Media Italia si occupava di produrre contenuti editoriali (il giornale di bordo della AirOne) e eventi nel mondo della moda e dello spettacolo (Miss Muretto). Un successo andato di pari passo con l’aumento dei debiti che nel 2005 superano già il milione di euro. Il patteggiamento risale al 2014 e nel dispositivo della sentenza i magistrati hanno scritto che “prima del crack Siri e soci hanno svuotato l’azienda, trasferendo il patrimonio a un’altra impresa la cui sede legale è stata poco dopo spostata nel Delaware, paradiso fiscale americano”.
La pista americana
Come minimo si può dir che il giovane imprenditore poi diventato teorico della flat tax, tra i principali consiglieri di Salvini e infine senatore, ha una certa abilità e dimestichezza con conti correnti e trasferimenti di danari.

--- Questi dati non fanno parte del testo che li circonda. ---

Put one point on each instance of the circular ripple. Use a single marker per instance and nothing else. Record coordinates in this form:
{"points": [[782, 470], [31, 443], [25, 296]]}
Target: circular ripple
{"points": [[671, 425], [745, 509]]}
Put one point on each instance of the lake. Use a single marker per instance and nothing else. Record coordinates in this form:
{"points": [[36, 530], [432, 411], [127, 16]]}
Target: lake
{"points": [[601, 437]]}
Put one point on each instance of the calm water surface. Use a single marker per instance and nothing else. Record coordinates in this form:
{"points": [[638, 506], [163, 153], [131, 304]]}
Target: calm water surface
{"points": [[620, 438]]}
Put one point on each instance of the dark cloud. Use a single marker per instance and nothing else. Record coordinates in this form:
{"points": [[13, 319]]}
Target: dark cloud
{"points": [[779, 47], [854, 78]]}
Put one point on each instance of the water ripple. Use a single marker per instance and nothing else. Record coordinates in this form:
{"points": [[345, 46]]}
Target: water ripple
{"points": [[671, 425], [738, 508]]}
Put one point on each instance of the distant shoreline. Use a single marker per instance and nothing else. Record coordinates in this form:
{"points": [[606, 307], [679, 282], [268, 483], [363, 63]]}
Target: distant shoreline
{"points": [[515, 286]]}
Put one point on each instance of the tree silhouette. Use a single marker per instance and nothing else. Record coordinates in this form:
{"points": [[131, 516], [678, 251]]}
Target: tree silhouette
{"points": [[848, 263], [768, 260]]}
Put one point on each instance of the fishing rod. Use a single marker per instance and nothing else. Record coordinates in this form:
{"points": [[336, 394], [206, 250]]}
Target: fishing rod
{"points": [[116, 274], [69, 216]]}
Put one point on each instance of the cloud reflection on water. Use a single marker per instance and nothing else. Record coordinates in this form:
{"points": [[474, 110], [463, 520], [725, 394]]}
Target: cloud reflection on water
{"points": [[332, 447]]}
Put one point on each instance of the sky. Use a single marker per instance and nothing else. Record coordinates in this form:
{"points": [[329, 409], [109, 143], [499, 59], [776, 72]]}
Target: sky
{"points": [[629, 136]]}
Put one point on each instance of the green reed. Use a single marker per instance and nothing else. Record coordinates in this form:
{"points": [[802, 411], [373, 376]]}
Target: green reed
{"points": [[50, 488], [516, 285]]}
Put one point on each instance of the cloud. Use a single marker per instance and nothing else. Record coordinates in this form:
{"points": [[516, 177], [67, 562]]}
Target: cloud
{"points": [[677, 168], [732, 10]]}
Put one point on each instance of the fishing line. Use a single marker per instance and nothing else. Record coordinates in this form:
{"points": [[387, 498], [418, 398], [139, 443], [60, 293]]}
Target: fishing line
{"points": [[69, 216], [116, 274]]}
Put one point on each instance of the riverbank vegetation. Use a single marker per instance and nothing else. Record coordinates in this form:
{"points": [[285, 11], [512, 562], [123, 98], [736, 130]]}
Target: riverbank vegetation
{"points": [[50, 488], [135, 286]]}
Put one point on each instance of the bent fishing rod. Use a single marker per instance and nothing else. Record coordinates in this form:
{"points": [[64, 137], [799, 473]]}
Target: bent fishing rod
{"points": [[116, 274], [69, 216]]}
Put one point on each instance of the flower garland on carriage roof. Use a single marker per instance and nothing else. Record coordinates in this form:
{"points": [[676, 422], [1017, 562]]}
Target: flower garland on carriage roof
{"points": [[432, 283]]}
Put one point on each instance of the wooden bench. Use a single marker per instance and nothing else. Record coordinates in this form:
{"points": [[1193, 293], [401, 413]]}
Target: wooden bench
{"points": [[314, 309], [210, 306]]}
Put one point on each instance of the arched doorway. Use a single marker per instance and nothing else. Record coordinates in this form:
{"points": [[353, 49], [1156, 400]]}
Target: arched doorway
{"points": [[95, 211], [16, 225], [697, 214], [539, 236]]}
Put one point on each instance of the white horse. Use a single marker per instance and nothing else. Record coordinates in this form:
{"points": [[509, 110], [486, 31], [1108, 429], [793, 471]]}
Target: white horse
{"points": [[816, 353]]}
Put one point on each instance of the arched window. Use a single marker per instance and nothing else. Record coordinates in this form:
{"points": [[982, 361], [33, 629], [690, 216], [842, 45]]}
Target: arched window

Quell’indagine che all’epoca non fu chiusa causa patteggiamento, potrebbe essere portata a termine adesso partendo da Roma e dalla caccia alle presunte tangenti dell’affaire eolico.
Ma per tutto questo occorre tempo. Molto. E finché non sarà percorso questo sentiero investigativo, potrebbe essere difficile trovare altri indizi o riscontri. E quindi accusare Siri di qualcosa che vada oltre il sospetto. Poco per costringere adesso una persona a rinunciare all’incarico. Molto, un anno fa, per ritenere inopportuno il suo ingresso al governo. Ecco perchè la fretta di Di Maio- “non può più stare lì, deve lasciare” fino alla minaccia di un atto di forza perchè “in cdm abbiamo la maggioranza” - e lo zelo di Conte che si propone come problem solver, rischiano di essere stonate e fuori luogo. Un boomerang.